Door closers, restrictors, letter boxes, even door viewers have a vast array of available options. A 50p door viewer will typically be made from plastic, with a plastic lens and spray coating. Higher quality versions are made from brass with a glass lens, and therefore longer lasting with a clear and larger viewing angle.

Certification and Accreditations

Certifications

Research and Development (R&D) and testing is expensive. To offer some perspective, our average cost to design, test, certify and bring to market a security certified product is upwards of £40,000. For fire rated doors, these costs are even higher. Although the specification of the door may only change slightly when comparing a standard steel personnel door to a fire rated version, much of the additional cost is due to the R&D and testing. Expect to pay a premium for any form of certification that your door set must have.

Manufacturer Accreditations

Although not a legal requirement, it is advisable to seek a company who are working to a strict quality management system like ISO9001. This gives you confidence that they are conscious of continual development and a reliable quality. Other accreditations like Secured by Design also mean that their products comply with recognised and trusted bodies.

What is the door being used for?

Go back to basics and ensure the door suits the purpose of its application before paying a premium for brand or a special certification. Think about the purpose for your new door. Is it simply an entrance door with little need for security? Do you need a fire exit door with a medium level of security? Do you have a very rigid specification from your architect and must ensure it’s a certain spec to satisfy regulations? Take some time to look at the needs for your property to assess the priorities fir your door before purchasing. 

Check the specification

The higher the specification of your door, the higher the price will be. We are regularly asked for doors which, when spec’d up, are very expensive.  Quite often such a door has been needlessly over specified which is purely down to a lack of knowledge in the industry.

A few examples:
1) Security doors: Levels of security are infinite! You can go from a budget steel door (£140+VAT), to a high security steel door (£310+VAT), to an LPS1175 SR6 door (£5,000+VAT+). Ensure you understand the application of the door, the value of the contents in the room/building, any insurance requirements and whether certification is required at all. If in doubt, don’t ask to be quoted for a ‘*** rated door’, explain the application and let an expert recommend the most cost efficient door to suit your requirements.

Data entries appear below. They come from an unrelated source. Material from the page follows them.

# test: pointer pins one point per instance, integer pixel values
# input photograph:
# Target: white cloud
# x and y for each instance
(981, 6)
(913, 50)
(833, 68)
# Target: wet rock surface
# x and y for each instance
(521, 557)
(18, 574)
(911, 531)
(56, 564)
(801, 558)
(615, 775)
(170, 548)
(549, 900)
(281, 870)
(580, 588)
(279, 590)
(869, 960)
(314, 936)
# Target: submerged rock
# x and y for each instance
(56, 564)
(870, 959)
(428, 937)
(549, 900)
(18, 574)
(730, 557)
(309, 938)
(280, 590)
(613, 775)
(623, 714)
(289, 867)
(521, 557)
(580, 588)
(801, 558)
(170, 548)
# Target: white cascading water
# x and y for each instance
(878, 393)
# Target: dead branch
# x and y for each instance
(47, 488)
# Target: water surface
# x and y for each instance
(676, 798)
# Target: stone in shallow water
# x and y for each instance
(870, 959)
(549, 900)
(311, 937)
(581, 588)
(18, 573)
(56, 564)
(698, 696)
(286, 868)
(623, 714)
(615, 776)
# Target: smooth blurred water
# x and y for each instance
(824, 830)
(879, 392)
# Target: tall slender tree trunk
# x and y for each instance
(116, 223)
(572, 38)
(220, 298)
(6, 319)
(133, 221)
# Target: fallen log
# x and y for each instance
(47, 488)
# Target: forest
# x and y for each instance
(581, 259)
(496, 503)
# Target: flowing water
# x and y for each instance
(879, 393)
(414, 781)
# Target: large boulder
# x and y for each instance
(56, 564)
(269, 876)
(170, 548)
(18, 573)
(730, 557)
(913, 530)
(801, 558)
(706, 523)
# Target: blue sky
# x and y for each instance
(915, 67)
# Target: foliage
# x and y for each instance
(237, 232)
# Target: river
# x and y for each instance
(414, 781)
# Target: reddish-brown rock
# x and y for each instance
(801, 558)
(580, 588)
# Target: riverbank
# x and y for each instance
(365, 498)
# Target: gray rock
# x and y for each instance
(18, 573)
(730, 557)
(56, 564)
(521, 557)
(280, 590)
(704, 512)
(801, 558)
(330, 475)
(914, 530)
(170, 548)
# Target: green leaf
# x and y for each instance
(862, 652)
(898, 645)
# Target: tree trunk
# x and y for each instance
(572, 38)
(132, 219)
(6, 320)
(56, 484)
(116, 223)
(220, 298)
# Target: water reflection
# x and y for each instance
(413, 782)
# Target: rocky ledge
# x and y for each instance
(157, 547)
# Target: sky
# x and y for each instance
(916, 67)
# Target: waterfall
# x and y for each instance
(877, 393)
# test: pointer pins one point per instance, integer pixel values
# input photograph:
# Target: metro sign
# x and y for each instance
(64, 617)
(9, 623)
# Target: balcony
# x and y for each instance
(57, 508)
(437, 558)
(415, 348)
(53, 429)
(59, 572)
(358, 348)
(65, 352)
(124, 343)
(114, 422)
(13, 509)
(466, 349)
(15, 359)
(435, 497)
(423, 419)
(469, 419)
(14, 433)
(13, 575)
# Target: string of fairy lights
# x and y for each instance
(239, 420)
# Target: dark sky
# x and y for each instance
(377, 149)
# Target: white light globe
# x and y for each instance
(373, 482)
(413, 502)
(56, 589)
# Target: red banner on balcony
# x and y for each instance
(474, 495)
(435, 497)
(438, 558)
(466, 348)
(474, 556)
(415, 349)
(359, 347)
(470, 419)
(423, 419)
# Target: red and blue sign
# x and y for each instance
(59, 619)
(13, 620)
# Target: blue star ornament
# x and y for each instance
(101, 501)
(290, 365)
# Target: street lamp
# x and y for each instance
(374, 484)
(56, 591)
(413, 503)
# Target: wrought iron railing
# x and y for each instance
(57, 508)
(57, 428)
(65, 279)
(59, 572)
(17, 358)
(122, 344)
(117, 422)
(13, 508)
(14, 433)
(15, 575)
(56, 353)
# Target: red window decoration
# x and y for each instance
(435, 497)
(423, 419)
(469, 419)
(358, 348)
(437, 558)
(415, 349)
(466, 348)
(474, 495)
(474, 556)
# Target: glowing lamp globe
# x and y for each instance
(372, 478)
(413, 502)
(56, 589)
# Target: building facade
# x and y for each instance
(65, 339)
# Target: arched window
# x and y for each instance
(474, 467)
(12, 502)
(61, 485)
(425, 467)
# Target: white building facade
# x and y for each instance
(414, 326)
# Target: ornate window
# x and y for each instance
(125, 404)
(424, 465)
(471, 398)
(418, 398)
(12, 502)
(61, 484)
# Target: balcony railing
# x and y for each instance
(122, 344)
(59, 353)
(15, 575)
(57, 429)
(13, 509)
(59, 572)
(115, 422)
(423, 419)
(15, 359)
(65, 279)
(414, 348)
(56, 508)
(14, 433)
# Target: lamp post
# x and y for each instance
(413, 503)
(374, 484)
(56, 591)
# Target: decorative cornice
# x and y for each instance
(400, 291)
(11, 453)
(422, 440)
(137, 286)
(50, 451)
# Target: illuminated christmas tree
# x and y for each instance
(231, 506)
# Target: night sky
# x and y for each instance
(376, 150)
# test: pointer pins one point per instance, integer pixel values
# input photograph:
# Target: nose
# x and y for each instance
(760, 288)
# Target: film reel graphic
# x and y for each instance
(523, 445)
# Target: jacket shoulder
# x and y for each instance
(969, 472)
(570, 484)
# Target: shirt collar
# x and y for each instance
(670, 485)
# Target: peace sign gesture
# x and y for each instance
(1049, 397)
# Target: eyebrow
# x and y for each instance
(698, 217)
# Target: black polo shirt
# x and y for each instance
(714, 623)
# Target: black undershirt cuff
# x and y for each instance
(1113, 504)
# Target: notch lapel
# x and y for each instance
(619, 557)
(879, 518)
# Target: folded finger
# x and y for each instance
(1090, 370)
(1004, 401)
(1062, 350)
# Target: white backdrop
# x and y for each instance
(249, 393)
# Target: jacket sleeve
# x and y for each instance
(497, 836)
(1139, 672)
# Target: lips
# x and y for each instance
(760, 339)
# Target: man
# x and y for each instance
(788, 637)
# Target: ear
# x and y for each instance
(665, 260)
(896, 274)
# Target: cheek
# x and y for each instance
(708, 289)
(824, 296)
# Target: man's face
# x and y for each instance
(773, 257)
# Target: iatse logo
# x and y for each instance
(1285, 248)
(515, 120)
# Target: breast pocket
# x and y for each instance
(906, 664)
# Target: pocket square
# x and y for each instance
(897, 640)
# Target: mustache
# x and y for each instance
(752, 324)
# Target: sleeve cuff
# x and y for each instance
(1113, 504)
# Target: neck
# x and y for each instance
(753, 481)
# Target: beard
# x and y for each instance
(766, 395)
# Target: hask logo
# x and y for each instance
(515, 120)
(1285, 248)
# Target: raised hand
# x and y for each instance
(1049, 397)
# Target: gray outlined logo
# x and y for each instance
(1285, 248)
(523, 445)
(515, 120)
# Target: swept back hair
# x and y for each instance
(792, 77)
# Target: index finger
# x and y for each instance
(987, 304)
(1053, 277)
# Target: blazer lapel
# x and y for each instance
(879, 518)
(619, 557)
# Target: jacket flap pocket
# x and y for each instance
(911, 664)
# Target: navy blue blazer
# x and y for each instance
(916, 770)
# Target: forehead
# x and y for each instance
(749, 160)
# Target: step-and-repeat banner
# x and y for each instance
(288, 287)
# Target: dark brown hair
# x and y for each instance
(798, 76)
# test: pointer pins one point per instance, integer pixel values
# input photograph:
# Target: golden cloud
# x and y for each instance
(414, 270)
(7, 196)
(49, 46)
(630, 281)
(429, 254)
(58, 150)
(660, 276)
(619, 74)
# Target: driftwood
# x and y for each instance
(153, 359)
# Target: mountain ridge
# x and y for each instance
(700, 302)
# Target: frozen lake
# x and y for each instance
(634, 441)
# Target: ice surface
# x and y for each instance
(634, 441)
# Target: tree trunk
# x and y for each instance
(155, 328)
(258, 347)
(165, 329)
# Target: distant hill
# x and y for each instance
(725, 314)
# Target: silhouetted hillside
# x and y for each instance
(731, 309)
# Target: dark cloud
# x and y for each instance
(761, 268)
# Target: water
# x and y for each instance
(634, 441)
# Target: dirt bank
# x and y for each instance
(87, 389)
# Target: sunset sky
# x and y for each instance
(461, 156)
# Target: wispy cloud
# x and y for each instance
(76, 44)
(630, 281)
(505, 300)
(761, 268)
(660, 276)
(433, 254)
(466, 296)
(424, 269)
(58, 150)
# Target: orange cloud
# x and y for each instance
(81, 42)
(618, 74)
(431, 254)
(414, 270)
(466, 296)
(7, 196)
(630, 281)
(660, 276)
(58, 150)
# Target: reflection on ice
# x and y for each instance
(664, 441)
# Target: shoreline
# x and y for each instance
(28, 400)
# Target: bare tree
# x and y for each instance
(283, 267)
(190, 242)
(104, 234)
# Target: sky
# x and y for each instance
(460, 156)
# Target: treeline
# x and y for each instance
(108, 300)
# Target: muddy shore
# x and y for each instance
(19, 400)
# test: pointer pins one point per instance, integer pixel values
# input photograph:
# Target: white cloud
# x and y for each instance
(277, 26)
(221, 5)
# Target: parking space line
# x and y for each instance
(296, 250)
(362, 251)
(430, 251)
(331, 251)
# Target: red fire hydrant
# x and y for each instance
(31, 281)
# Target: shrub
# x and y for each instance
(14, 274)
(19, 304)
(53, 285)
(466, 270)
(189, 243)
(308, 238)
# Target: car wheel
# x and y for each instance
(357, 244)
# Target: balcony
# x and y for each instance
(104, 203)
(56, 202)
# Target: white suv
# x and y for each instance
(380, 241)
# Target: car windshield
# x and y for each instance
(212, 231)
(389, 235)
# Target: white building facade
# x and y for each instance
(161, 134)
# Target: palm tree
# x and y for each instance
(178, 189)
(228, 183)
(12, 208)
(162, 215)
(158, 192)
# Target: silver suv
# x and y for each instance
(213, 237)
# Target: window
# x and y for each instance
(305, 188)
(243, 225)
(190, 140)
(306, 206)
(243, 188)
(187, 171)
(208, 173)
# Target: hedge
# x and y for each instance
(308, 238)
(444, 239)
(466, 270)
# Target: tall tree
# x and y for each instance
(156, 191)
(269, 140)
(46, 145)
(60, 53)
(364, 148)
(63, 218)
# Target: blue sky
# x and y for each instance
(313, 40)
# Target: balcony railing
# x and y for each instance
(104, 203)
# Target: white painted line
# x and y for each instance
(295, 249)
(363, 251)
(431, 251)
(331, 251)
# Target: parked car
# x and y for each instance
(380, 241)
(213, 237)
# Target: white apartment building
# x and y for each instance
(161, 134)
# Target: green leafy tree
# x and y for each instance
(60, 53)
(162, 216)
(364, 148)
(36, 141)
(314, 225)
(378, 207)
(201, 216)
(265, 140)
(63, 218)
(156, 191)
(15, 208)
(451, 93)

2) Air-tight doors: Do you really want an “air tight” door? To develop, test and manufacture an air-tight door to certain air pressures is extremely expensive. The reality of what most customers who call us really want is a weatherproof or air-restrictive door. This is far more standard in the industry, and most steel doors comply with weatherproof testing and requirements.

3) Fire rated fire exit doors: Firstly, in the event of a fire, fire exit doors are meant to be open to aid escaping the fire. Therefore, it is unusual a fire exit door needs to be fire rated. It’s not unheard of, but it drastically reduces the cost if the door is either: Fire Rated OR Fire Exit (they serve 2 purposes). 

There are obviously a number of other factors that will influence the cost of a steel door. However, if you talk to your supplier about these areas, you could save a lot of money or just have more confidence that the door set is being made to suit your application. Most importantly, you should always shop for steel doors from a reliable supplier who can guarantee the quality of the doors regardless of size, design, finishing or the combination of materials used to make them.